The top 10 films are as follows:
1. Wall Street: Money Never Sleeps (Fox): $19 million in its first weekend at 3,565 theaters. $5,330 theater average. Domestic total: $19 million.
2. Legend of the Guardians: The Owls of Ga’Hoole (Warner Bros.): $16.3 million in its first weekend at 3,575 theaters. $4,569 theater average. Domestic total: $16.3 million.
3. The Town (Warner Bros.): $16 million down 33% in its second weekend at 2,885 theaters. $5,556 theater average. Domestic total: $49.1 million.
4. Easy A (Sony/Screen Gems): $10.7 million down 40% in its second weekend at 2,856 theaters. $3,746 theater average.
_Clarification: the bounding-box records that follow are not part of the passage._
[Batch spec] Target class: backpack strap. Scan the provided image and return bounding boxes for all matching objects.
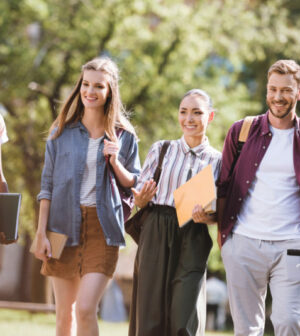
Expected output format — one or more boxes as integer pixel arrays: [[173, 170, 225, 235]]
[[239, 116, 255, 143], [153, 140, 170, 185], [229, 116, 255, 175]]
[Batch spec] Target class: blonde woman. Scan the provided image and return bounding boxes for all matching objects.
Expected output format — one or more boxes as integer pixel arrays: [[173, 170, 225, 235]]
[[35, 57, 140, 336]]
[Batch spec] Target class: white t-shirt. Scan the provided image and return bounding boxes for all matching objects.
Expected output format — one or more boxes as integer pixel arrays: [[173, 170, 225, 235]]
[[80, 137, 103, 206], [0, 114, 8, 145], [234, 126, 300, 240]]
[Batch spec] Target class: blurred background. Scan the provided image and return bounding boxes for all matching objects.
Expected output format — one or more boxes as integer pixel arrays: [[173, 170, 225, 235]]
[[0, 0, 300, 335]]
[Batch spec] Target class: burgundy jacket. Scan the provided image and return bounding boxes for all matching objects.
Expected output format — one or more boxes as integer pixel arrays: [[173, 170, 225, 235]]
[[217, 111, 300, 245]]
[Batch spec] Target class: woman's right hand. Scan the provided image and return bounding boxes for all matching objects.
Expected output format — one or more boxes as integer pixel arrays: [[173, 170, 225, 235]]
[[34, 233, 52, 261], [131, 179, 157, 208]]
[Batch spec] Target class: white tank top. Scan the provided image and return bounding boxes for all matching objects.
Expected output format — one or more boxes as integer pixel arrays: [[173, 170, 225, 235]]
[[80, 137, 103, 206]]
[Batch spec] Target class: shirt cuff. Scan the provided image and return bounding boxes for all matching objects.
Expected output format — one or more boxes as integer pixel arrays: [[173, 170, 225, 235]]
[[37, 190, 52, 201]]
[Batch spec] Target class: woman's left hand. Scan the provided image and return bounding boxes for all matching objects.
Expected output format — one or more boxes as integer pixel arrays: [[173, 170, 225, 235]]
[[192, 204, 216, 224], [103, 139, 120, 166]]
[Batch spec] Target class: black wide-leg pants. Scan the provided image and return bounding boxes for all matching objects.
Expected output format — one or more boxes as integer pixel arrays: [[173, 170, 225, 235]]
[[129, 205, 212, 336]]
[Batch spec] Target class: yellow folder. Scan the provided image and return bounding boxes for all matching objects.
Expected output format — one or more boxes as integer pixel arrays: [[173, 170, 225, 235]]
[[30, 230, 68, 259], [173, 164, 216, 226]]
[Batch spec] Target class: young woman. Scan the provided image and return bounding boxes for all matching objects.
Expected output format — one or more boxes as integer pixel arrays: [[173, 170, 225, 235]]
[[129, 89, 221, 336], [35, 57, 140, 336]]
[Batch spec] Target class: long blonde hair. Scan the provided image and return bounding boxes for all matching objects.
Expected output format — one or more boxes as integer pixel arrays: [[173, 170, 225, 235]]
[[50, 56, 136, 141]]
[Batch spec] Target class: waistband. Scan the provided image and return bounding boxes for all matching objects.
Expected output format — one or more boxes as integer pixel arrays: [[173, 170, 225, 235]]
[[148, 202, 176, 215], [80, 205, 97, 216]]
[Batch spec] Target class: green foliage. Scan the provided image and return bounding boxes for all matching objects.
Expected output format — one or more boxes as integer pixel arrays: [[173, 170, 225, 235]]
[[0, 0, 300, 267]]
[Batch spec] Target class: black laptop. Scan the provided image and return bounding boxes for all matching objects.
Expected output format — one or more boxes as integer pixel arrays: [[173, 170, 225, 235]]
[[0, 193, 21, 240]]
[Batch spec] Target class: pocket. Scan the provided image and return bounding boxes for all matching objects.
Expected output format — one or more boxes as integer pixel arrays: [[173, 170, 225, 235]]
[[53, 152, 73, 185], [221, 234, 232, 258]]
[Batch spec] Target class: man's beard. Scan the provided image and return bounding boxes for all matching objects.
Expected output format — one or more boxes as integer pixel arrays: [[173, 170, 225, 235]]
[[267, 101, 297, 119]]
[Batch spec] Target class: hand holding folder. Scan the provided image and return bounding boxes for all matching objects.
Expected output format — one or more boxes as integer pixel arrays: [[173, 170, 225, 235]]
[[0, 193, 21, 244], [30, 231, 68, 259], [173, 165, 216, 226]]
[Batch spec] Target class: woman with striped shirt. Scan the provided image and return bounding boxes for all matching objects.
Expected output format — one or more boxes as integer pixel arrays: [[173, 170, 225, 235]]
[[129, 89, 221, 336]]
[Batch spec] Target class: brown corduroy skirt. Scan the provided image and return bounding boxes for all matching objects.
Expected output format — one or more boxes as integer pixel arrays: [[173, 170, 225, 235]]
[[41, 206, 119, 279]]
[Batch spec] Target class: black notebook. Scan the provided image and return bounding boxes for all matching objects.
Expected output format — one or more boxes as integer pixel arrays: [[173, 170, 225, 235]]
[[0, 193, 21, 240]]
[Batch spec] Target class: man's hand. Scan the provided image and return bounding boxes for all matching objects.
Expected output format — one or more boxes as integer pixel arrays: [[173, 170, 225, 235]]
[[131, 179, 157, 208]]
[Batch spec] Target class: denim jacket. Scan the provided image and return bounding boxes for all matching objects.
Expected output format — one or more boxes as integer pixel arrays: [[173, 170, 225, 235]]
[[38, 122, 140, 246]]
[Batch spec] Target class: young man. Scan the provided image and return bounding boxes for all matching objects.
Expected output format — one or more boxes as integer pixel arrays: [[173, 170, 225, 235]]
[[218, 60, 300, 336]]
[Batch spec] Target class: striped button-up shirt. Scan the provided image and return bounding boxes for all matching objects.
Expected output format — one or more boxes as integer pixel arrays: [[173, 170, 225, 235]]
[[137, 136, 221, 207]]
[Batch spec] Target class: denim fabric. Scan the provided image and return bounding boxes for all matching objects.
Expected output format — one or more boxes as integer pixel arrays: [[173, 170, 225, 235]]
[[38, 122, 140, 246]]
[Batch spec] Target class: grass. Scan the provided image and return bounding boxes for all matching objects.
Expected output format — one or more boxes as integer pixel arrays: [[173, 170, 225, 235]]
[[0, 309, 271, 336], [0, 309, 233, 336]]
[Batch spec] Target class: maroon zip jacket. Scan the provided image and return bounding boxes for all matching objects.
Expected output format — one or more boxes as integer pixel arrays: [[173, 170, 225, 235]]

Domestic total: $32.8 million.
5. You Again (Disney): $8.3 million in its first weekend at 2,548 theaters. $3,257 theater average. Domestic total: $8.3 million.
6. Devil (Universal): $6.5 million down 47% in its second weekend at 2,811 theaters. $2,305 theater average. Domestic total: $21.7 million.
7. Resident Evil: Afterlife 3D (Sony/Screen Gems): $4.9 million down 51% in its third weekend at 2,642 theaters. $1,855 theater average. Domestic total: $52 million.
8. Alpha and Omega (Lionsgate): $4.7 million down 48% in its second weekend at 2,625 theaters. $1,790 theater average. Domestic total: $15.1 million.
9. Takers (Sony/Screen Gems): $1.65 million down 45% in its fifth weekend at 1,413 theaters. $1,168 theater average. Domestic total: $54.9 million.
10. Inception (Warner Bros.): $1.245 million down 37% in its thirteenth weekend at 907 theaters. $1,373 theater average. Domestic total: $287.1 million.